Ran on Tuesday, June 12, 2007
State has top medical care
By Journal Sentinel and Leader-Telegram staff
Led by the performance of its hospitals, Wisconsin was ranked first in the nation in health care quality based on information compiled by the federal Agency for Healthcare Research and Quality.
The ranking - based on 129 quality measures in four different care settings - gave Wisconsin the highest overall score among 50 states and the District of Columbia.
The state’s hospitals also were given the highest score in the country.
The information released Monday marked the first year that the agency compiled and released an overall score for each state. The agency has been releasing state information on health care quality for four years.
Wisconsin historically has ranked high in surveys on health care quality.
“We’re pretty fortunate in the Eau Claire area to have the quality of health care we have,” said Bob McCoy, president of the Chamber of Commerce.
Dr.
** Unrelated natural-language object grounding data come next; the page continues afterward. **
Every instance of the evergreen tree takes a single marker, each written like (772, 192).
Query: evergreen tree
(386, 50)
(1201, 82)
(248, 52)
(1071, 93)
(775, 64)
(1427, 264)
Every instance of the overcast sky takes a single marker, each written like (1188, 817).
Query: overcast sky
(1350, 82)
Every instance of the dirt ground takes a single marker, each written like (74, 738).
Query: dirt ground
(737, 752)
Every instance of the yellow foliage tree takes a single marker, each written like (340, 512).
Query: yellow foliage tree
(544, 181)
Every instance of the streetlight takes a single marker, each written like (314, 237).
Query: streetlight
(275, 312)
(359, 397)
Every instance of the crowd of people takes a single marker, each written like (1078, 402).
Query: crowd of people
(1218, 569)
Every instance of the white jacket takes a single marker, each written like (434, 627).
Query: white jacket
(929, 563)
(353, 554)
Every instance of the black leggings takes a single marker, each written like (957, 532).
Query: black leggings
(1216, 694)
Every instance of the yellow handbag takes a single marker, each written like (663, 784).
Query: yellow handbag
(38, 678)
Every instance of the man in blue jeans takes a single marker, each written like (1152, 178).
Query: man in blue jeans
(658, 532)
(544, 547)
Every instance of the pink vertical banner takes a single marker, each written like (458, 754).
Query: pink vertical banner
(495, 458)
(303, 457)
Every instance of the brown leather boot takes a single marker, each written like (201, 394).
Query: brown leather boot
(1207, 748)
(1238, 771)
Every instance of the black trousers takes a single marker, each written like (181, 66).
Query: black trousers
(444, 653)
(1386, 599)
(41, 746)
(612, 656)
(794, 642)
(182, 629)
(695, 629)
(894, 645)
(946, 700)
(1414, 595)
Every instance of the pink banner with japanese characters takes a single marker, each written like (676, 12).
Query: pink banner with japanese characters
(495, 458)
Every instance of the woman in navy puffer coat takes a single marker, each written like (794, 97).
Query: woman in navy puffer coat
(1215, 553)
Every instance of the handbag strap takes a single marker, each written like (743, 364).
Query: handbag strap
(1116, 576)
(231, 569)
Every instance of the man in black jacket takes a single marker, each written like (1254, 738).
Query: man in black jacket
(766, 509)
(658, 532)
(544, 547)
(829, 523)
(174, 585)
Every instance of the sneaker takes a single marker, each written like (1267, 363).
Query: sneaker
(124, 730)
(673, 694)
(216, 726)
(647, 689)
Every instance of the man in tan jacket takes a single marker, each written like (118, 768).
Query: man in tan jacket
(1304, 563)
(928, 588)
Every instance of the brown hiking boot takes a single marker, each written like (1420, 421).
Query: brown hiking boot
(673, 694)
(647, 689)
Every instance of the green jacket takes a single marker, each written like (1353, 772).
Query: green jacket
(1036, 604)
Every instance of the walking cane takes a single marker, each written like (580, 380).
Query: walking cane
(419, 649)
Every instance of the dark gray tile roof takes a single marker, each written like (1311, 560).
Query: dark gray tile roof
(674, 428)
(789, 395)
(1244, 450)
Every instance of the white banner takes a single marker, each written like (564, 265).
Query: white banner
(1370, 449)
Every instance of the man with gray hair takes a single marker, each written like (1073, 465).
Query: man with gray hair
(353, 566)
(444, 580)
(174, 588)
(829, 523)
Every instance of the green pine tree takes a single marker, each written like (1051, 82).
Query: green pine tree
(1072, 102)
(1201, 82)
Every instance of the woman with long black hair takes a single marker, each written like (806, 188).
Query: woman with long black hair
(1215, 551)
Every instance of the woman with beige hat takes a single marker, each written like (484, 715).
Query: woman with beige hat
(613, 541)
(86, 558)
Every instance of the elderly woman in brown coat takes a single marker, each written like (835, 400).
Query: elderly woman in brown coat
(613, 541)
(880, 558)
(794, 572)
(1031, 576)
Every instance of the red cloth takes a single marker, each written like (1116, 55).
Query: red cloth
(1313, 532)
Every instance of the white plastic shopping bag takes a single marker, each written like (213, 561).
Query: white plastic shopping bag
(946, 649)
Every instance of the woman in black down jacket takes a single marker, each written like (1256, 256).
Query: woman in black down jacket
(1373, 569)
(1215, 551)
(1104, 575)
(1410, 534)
Terrance Borman, medical director of Luther Midelfort, said the hospital has been using comparative numbers similar to the ones released for years.
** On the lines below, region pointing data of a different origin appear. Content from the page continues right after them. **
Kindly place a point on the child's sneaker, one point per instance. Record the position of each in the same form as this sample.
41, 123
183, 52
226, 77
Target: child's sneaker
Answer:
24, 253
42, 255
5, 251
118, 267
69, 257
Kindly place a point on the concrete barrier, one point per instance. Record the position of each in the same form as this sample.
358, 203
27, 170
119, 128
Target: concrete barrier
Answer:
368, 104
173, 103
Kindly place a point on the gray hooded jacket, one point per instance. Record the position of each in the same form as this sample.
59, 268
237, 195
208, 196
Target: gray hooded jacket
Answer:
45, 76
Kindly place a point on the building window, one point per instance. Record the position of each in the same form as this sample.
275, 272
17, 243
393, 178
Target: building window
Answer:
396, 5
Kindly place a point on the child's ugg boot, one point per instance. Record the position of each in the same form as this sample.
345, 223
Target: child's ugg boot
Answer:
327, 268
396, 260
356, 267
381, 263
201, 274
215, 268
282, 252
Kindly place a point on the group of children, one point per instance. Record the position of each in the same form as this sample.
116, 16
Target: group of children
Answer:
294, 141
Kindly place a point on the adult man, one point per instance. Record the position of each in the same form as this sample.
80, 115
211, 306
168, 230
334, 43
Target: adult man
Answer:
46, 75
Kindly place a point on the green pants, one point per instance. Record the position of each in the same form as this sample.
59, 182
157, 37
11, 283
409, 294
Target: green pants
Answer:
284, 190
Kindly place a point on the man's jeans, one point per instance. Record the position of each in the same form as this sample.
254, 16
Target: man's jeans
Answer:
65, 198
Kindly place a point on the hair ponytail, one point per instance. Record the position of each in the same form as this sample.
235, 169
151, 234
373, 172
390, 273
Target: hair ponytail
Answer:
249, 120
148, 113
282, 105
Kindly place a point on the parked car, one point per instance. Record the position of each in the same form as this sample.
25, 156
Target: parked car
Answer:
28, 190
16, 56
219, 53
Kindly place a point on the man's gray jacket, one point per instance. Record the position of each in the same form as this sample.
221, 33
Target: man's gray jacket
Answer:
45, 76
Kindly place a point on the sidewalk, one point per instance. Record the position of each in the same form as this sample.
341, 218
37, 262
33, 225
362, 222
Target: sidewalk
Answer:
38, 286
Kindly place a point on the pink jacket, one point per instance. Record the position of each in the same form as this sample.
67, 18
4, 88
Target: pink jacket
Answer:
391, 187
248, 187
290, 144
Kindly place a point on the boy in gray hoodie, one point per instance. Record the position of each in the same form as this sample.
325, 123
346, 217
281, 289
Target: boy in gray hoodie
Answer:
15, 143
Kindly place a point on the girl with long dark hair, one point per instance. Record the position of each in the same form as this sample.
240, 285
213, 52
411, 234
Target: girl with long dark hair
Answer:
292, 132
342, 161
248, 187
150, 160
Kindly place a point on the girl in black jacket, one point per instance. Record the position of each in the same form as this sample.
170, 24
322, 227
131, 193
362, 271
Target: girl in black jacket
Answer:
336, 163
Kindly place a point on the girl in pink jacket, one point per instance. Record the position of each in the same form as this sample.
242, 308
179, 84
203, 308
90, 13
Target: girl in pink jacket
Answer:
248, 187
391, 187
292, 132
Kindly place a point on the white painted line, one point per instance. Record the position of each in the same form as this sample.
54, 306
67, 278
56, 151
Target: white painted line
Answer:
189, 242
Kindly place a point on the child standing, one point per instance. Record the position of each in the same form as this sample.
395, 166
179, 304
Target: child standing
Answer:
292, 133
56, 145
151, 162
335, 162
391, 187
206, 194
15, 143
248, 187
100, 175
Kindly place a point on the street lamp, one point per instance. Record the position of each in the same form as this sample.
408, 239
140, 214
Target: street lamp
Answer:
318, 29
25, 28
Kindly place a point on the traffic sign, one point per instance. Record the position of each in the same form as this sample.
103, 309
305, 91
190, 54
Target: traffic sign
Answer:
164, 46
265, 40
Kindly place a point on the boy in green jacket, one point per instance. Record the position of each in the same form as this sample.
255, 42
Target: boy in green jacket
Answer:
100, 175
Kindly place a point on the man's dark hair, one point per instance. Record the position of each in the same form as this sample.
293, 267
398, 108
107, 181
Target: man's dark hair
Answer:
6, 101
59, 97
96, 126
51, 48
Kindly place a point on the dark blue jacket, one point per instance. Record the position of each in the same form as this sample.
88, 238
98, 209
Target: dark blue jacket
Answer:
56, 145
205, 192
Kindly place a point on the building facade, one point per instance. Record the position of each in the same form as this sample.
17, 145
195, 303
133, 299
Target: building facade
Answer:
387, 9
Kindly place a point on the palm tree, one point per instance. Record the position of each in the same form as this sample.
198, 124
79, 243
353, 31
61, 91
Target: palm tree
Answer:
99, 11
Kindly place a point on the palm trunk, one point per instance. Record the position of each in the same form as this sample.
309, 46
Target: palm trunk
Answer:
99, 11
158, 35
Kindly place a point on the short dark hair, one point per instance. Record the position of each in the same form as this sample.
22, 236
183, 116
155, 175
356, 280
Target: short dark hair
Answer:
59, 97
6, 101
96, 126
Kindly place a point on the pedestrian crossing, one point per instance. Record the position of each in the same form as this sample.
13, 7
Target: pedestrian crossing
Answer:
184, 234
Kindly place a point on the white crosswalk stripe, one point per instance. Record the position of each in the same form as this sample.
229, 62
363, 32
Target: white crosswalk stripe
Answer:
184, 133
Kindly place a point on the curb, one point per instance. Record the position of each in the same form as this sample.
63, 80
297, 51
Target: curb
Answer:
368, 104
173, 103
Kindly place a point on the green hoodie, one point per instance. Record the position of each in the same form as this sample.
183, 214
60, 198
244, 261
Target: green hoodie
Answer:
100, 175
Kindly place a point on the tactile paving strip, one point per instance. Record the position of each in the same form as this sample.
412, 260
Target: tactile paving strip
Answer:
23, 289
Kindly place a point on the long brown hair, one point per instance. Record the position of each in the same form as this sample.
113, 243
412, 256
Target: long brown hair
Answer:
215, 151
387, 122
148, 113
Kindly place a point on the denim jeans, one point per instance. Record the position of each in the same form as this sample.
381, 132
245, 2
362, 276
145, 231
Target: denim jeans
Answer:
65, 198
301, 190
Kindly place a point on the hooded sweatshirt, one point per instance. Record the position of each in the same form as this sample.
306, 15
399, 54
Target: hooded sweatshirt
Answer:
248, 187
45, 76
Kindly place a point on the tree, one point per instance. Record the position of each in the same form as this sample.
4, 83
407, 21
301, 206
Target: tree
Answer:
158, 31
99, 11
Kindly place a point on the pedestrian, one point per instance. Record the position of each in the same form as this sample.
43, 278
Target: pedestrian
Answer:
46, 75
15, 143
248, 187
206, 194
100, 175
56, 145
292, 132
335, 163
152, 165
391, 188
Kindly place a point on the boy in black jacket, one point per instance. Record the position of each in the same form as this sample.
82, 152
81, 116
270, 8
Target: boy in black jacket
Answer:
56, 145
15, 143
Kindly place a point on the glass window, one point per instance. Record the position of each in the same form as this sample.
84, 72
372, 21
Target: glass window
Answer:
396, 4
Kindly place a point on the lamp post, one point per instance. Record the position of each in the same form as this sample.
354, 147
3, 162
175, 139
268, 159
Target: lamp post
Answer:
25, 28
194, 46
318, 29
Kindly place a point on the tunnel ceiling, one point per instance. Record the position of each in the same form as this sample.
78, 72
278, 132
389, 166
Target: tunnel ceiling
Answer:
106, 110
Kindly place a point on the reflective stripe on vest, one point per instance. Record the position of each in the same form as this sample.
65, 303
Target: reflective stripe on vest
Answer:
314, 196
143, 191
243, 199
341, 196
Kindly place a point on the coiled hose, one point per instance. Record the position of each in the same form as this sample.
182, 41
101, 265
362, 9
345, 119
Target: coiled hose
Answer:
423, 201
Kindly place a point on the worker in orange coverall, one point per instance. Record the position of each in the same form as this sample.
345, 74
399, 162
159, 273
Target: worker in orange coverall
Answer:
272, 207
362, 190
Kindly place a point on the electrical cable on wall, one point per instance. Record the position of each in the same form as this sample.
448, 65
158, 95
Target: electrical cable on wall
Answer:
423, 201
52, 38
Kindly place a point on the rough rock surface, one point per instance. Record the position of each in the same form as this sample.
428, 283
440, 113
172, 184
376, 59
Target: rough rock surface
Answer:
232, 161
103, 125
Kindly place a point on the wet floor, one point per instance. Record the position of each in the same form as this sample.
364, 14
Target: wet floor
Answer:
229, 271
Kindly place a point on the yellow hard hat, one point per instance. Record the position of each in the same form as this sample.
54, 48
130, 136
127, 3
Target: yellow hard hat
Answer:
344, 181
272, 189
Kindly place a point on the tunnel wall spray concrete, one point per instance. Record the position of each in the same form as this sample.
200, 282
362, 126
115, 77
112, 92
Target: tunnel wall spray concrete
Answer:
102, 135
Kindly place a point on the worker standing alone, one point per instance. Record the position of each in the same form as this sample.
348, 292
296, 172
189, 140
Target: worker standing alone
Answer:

“It speaks well for the effort in Wisconsin,” Borman said. “It’s been very progressive about moving quality care upwards.”
Vic Galfano, an assistant administrator at Sacred Heart Hospital, said he wasn’t surprised by the numbers.
“Wisconsin has had a long-standing high ranking,” he said.
Sacred Heart had a board monitor the quality of care before it became mandatory, Galfano said. The hospital also is listed on the voluntary Web site www.wicheckpoint.org, which delivers consumer-focused initiatives providing quality health care measures.
Galfano said Sacred Heart has conducted its own quality research for many years.
Wisconsin also was among the five best-performing states in ambulatory care and ranked in the top 25 percent for nursing home care.
Home health care was the anomaly: The state’s overall score was 25, far below the scores of 95 for the top performing states, Michigan and Pennsylvania.
Richard Thoune, director of the Eau Claire City-County Health Department, said the home health care agency can examine the numbers and make adjustments.
“There’s plenty of room for improvement in home health care,” Thoune said.
The public now has access to information that less than a decade ago didn’t exist or typically was confidential.
Now, information on how specific hospitals, nursing homes and home health care agencies perform on certain measures is available through Medicare’s Web site.
The effort to develop accepted quality measures, though, still remains in its early stages.
“We’ve made incredible strides over the past five years in terms of the specificity of the measures,” said Ed Kelley, director of national health care reports for the Agency for Healthcare Research and Quality. But he added, “There’s still a long way to go.”
The scores compiled by the agency are based on an array of performance measures.
Some examples are foot exams for people with diabetes, ease of appointments for people in the Medicare program, low-birth weight babies, recommended care for heart attack patients and avoidable hospitalizations for pediatric asthma patients.
Wisconsin ranked better than average in those areas and others. No state, however, did well in all areas. The state ranked “worse than average,” for example, in suicide deaths and avoidable hospitalizations for influenza.
Noting areas where the health care system falls short is one of the goals in compiling the information.
Nationally, only about 59 percent of adult surgery patients insured by Medicare, for instance, receive antibiotics at the appropriate time. In Wisconsin, the figure was 66.1 percent - better than the national average but below a respectable score.
Developing good measures of health care quality also is just the first step.
Thoune said the high cost of health care in the area is worth the extra money.
“It may cost more, but you’re getting what you pay for,” he said.
“We also have to think about how we are going to use this data,” Kelley said.
Nationally, hospitals have shown significant improvement in some quality measures. The progress in ambulatory care, in contrast, has been slower.
“That’s the next challenge,” Kelley said.
For now, Wisconsin’s hospitals and other health care providers are doing better overall than their counterparts in most states.
“We’ve made a great start,” Queram said. “And we just need to continue improving.”